Fitting Presto to Large-Scale Apache Kafka at Uber
The need for ad-hoc real-time data analysis has been growing at Uber. They run a large Apache Kafka deployment and need to analyze data going through the many workflows it supports. Solutions like stream processing and OLAP datastores were deemed unsuitable. An article was published recently detailing why Uber chose Presto for this purpose and what it had to do to make it performant at scale.
An example of a request that Uber’s Data team may receive is “is the order with UUID X missing in the Kafka topic T?”. Such a request might originate from a team investigating some sort of problem with the system and naturally involves analyzing real-time data from Kafka topics.
According to the article’s authors, Big Data real-time analytics often solves such problems. They evaluated open-source solutions in two categories: stream processing and real-time OLAP datastores.
Stream processing engines (eg Apache Flink, Apache Storm, ksql) continuously process data streams and output another stream with the processing results or update a view over the data. Consequently, data coming out of stream processing engines reflects the present state. Since data analysis requests such as the one in the example above involve looking at data from the past, stream processing engines are not a good fit.
The authors noted that real-time OLAP datastores such as Apache Pinot, Apache Druid and Clickhouse are better suited for this sort of request. They can index the Kafka streams and support low-latency queries. Pinot is even already used at Uber.
The disadvantage of real-time OLAP datastores is that it is necessary to create a table to store data ingested from the Kafka stream and then tune it for performance. On top of that, their storage and computation requirements are non-negligible. Real-time OLAP datastores are thus good for queries that need to be executed repeatedly with low latency, not for ad-hoc requests.
Uber already runs a mature Presto deployment. Presto does not require any upfront preparation since Kafka topics can be queried as soon as they are created and can correlate data between Kafka and other data sources. Hence, they decided to use Presto to enable ad-hoc queries over real-time data.
In comparison with real-time OLAP stores, Presto is less performant because it lacks indexing out of the box. Additionally, in Uber’s dynamic Kafka landscape, it needs to support dynamic Kafka topic and data schema discovery.
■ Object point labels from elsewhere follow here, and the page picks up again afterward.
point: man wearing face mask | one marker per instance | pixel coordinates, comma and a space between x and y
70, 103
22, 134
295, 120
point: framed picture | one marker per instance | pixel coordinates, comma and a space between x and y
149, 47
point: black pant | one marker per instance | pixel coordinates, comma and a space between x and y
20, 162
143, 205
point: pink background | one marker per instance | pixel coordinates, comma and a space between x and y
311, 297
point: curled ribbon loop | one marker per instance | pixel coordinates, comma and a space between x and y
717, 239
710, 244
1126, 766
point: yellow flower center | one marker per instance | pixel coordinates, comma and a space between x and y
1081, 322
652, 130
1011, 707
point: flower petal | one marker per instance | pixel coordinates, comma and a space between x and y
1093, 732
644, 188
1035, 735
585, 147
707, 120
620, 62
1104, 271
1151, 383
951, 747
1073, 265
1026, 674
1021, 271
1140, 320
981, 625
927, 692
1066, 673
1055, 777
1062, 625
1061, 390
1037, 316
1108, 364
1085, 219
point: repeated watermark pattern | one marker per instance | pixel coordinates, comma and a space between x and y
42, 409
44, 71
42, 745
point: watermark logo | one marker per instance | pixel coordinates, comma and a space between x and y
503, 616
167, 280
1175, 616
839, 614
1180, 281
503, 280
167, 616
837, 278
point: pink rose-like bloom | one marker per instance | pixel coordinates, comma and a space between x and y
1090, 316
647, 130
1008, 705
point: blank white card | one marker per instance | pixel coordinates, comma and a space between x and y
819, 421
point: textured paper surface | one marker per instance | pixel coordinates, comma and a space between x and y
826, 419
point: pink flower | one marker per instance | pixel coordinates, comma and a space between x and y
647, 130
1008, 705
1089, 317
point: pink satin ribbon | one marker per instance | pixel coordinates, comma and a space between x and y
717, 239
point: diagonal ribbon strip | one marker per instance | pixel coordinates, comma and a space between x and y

Limiting query data sizes and consumption rates is also necessary to maintain Uber’s Kafka clusters healthy and ensure a good user experience.
The authors also describe how they modified Presto’s Kafka connector to address some of these problems.
To dynamically refresh cluster and topic metadata and data schemas, the team implemented a new strategy to fetch them from Uber’s Kafka cluster management service and schema registry at runtime.
The amount of data a query returns is limited by requiring the presence of the timestamp or partition offset fields in all queries. New column filters that reject queries without those fields enforce this requirement.
The final concern, related to Presto’s record consumption rate, is addressed by defining a quota in the Kafka broker in combination with a new Presto Kafka connector configuration item that allows setting a Kafka consumer client ID. Setting the same client ID for all Presto workers makes them subject to the same Kafka broker quota pool.
Limiting the record consumption rate also means that competitor Presto queries take longer to complete, which is a compromise that the team was happy to accept. In practice, the authors found that most queries complete within a reasonable time.
The authors note that the experience of Uber’s engineers has improved after rolling out this support for ad-hoc queries over real-time data: they now can issue SQL queries and often obtain the results within seconds.
Uber’s improvements to Presto are meant to be returned to the community. The authors also describe this implementation in their Presto on Kafka at Scale talk.